O zaman deniyordu ki; ya nasıl olacak anlaşmazlık olunca hâkime gidilecek aile ilişkileri bozulacak.
Efendim kadın çocuk doğduğunda benim annemin adını koyalım derse erkek de hayır benim annemin adını koyalım derse hâkime giderlerse hâkim de kendi annesinin adını çocuğa koyarsa ne olacak, falan filan.

O günden bugüne 20 yılda ben meslek hayatımda da siyasi hayatımda da ailevi konulardaki kararlarla ilgili eşit haklardan kaynaklanan bir uyuşmazlık, bir dava ile karşılaşmadım.  Maalesef atılan bu adımlar kültürel anlamda zihniyet değişimi ile desteklenmediği için kadın cinayetlerinin önüne geçilemedi.
Türlü bahanelerle kadınlar öldürülmeye devam ediliyor.

Araştırmalara baktığımızda eğitim ve refah seviyesi düşük olan kesimlerde şiddet olaylarının daha çok yaşandığını görüyoruz.
AKP’nin 19 yıllık iktidarı döneminde açıkça görülen bu durumlara ilişkin gerekli olan zihniyet dönüşümü konusunda hiçbir adım atılmadı.
YÖK,’ün tutum belgesinde, MEB’in müfredatında, toplumsal cinsiyet eşitliği çıkarıldı.
Ama her yıl 25 Kasım’da yayınladıkları Eylem Belgesi’nin ilk sırasına, zihniyet dönüşümü gerçekleştireceğiz, diye yazdılar.

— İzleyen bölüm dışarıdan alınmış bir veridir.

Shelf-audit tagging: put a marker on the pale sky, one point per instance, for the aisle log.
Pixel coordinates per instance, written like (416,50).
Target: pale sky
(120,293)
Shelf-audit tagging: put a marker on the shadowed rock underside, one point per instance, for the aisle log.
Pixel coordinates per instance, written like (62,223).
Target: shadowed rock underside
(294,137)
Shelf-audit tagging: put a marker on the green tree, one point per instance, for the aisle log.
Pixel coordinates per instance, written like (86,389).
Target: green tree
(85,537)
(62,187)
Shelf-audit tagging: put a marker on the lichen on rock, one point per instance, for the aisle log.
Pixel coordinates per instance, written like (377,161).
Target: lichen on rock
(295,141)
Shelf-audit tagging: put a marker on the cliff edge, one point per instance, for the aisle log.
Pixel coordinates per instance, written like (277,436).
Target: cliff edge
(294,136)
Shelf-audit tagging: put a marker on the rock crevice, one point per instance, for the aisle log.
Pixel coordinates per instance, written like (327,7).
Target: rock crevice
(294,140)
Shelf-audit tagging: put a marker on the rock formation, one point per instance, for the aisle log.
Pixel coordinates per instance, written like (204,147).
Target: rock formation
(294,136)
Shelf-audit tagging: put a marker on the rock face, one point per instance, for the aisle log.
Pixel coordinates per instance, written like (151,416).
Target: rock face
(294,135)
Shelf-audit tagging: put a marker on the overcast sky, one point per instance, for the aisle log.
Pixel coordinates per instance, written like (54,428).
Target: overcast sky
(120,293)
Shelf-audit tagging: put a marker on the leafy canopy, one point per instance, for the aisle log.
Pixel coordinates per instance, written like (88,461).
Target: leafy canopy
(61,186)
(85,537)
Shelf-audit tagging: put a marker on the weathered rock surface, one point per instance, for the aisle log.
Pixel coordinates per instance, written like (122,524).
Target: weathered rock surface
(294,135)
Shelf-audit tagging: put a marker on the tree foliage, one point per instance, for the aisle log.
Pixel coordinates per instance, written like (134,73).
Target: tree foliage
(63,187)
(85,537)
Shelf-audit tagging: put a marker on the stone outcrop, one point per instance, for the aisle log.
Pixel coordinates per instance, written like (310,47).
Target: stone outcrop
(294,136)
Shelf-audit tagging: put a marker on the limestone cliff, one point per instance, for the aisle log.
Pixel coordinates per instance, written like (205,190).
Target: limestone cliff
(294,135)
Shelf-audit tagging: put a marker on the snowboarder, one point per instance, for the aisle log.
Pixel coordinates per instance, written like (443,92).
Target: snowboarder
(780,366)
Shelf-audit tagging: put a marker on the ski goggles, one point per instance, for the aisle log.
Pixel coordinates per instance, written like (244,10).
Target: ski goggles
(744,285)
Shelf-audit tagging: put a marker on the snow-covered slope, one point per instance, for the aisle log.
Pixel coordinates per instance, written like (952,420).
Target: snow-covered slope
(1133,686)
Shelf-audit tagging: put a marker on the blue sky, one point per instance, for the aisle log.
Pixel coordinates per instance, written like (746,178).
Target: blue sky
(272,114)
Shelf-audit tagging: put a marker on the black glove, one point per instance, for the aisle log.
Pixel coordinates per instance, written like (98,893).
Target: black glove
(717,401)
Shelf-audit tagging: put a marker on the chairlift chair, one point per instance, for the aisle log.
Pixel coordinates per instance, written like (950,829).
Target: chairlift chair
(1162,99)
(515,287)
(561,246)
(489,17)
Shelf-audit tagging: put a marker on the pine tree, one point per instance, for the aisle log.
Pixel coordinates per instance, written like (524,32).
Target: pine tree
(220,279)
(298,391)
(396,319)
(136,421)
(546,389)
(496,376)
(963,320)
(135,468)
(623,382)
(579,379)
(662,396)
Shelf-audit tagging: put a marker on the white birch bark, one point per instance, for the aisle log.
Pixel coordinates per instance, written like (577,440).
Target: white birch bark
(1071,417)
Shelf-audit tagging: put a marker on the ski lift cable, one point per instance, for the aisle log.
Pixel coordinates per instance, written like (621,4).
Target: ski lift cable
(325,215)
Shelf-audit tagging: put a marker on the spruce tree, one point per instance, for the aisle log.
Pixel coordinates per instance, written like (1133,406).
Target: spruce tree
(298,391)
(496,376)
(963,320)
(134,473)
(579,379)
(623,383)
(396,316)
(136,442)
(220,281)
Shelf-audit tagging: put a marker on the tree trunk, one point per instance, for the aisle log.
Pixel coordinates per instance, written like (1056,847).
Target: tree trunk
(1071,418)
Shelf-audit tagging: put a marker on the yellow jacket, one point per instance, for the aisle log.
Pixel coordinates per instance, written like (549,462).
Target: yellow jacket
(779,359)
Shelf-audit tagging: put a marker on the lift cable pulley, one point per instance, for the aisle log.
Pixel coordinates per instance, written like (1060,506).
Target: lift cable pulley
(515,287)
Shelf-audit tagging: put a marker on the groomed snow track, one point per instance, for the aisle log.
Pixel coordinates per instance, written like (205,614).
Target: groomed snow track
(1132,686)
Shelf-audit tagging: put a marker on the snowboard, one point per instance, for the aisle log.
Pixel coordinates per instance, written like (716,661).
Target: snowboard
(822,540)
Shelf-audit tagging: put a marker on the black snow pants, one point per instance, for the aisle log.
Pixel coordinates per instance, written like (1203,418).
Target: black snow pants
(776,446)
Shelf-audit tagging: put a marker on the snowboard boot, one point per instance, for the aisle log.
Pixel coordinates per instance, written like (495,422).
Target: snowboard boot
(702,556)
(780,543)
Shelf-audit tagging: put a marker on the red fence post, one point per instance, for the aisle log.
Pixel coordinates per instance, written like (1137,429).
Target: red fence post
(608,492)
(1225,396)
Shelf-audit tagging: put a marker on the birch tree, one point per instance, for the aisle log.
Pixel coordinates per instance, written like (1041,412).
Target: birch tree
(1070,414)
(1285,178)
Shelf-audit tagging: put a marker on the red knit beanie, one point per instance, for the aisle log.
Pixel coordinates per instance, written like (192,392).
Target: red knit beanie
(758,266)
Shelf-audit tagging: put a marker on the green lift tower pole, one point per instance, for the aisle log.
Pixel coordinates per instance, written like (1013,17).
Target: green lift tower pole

Şimdi de diyorlar ki “İstanbul Sözleşmesi kadına yönelik şiddeti engellemedi…”
Uygulamazsanız, engeller mi?
Israrlı takibi suç olarak kabul ettiniz mi?
Kurumlar arası iş birliğini sağlayabildiniz mi?
Sözleşmenin 56. maddesini uygulamadığınız için kadınlar hala öldürülmüyor mu?
AKP iktidarı, Anayasa'nın 10. maddesiyle pozitif ayrımcılık getirdik, diye övünüyor.

Garip olan şu ki…
İyi yaptıklarıyla övündükleri gibi geri adım attıkları konularda da övünüyorlar.
Bu nasıl bir anlayış?
İstanbul Sözleşmesi’nden neden çekildik gerçekten aklım almıyor.
Bu sözleşmeyi okumadıklarından emin olduğum gerici, kadın düşmanı bir grup bastırdı diye tek adam, bir gece sözleşmeyi feshettiğini ilan etti.
İstanbul Sözleşmesi sizi niye bu kadar korkutuyor?
Sözleşmenin ilkelerinde ne var?

Kadına yönelik her türlü şiddetin ve ev içi şiddetin önlenmesi, şiddet mağdurlarının korunması, suçların kovuşturulması, suçluların cezalandırılması ve kadına karşı şiddet ile mücadele alanında bütüncül, eş güdümlü ve etkili iş birliği içeren politikaların hayata geçirilmesi savunuluyor.
Ayrımcılığa karşı çıkılıyor.  

Bu sözleşmeye karşı çıkanlar ne diyor?
Bu sözleşme aile bütünlüğünü bozuyor, ahlaksızlığı teşvik ediyor.
Aile dediğiniz kavram insanlardan oluşur.
Kadınıyla erkeğiyle bu insanlar eşittir.
Kadınlar boşanmak istedi diye öldürülünce aile birliği bozuluyor demek kadınların hakkını savunmamaktır.
İnsanlık suçudur.
Kadınlar parkta yürürken saldırıya uğradığı zaman, tahrik unsuru, deyip indirim nedeni aramak, tırnak içinde ahlaka aykırı gerekçeler bulmak, bunu İstanbul Sözleşmesi’ne bağlamak insanlık suçudur.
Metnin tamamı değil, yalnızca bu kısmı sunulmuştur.